The rest of this story is available in Volume 5, Issue 3 of Night Picnic.

LEE LANDEY

Amorphogermen titanum

 

         Today I returned to the garden. Coming north, the train ducks underground a few stops before spitting out over the western burgs. I’ve lost my job, so it’s around eleven I get moving, the sun diagonal on the haze and sparking the hump of the botanicum as we rattle around the old depots and into view. Eleven is the slow hour, when everyone should be where they’re going. A wheezing snore next to me dips with the car’s rocking. She probably spent the night on the train. A ratty jacket covers her head. Eleven. I used to sort mail downtown. There’s less mail now, but who knows what that says. Do people talk less? I do. But in the street it’s like everyone is talking. There’s no corner of silence in Franklin. Every tunnel has its drips and moans, and the garden its green hiss and library mutters. The empty train screams.

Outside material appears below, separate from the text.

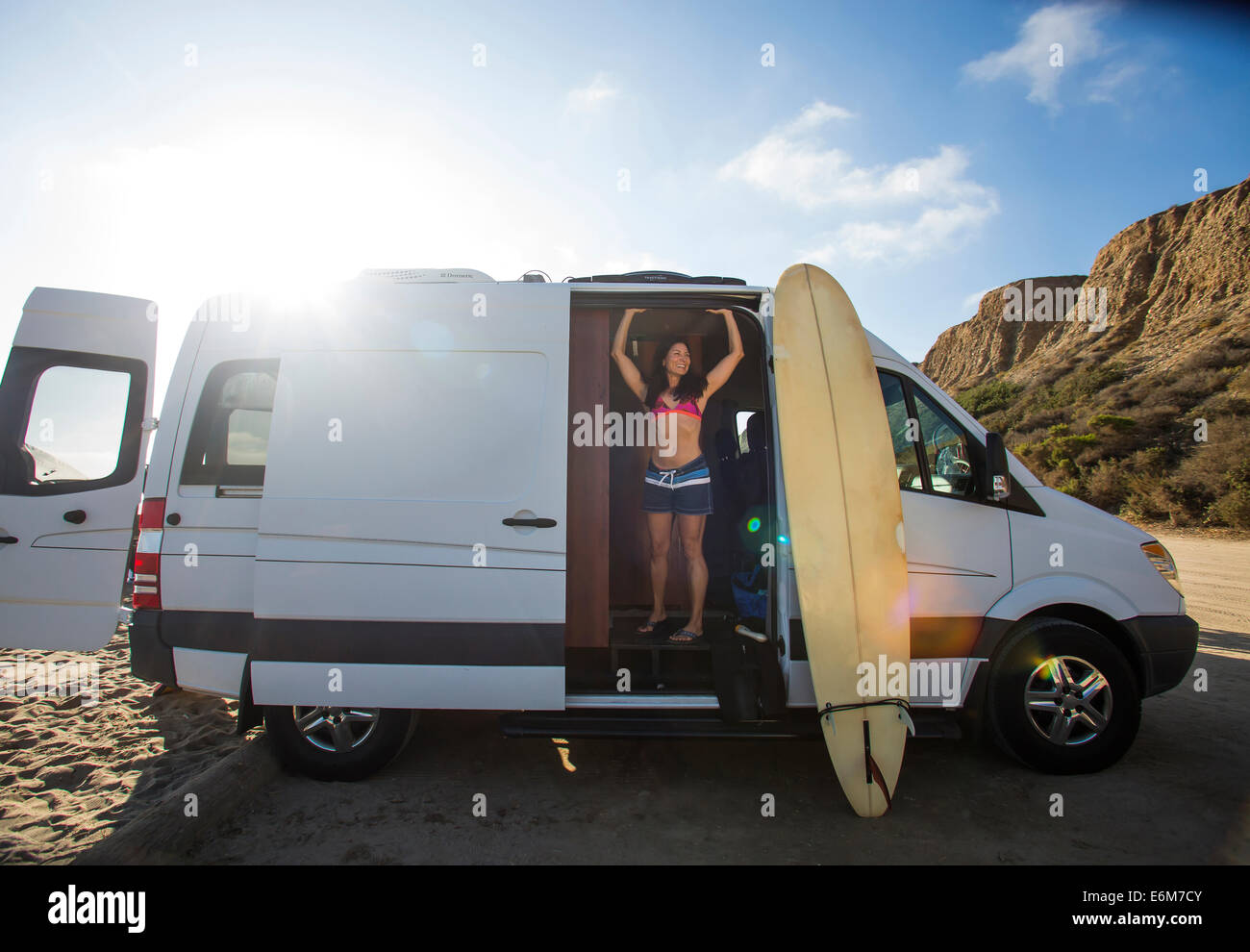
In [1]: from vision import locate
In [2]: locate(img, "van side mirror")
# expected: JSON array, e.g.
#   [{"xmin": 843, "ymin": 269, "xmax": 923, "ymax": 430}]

         My mother’s mother came to Franklin City sixty years ago from out east. She ran the wrong way, but lots made that mistake. The garden wasn’t new then either. From some war before that one. She’s who told me about the flower. She said it was there before they built the garden. I don’t know how that could be true, but she said so.

         My grandmother liked plants. She knew things. She came from far outskirts, where they only caught a ration from bigger places of sound and chaos, in their kitchen, den, the woods behind their house. She talked about the early times in Franklin, before my mother was born, when she would come to the garden and sit by herself under the big glass dome and listen to the jungle rush, waiting for the Dead Flower to bloom; Amorphogermen titanum. That’s the Latin. It bloomed erratically, a purple hand flopping open to spill rotten honey on its neighbors, once, twice every hundred years. The color of eggplant twilight, springing wide to drown near flowers and waxy ferns in syrup and then hibernate for another generation. Why’d they let it be, if it wanted so much for itself? The spectacle, for one. Franklin likes a strong competitor, she said. Franklin likes a rarity.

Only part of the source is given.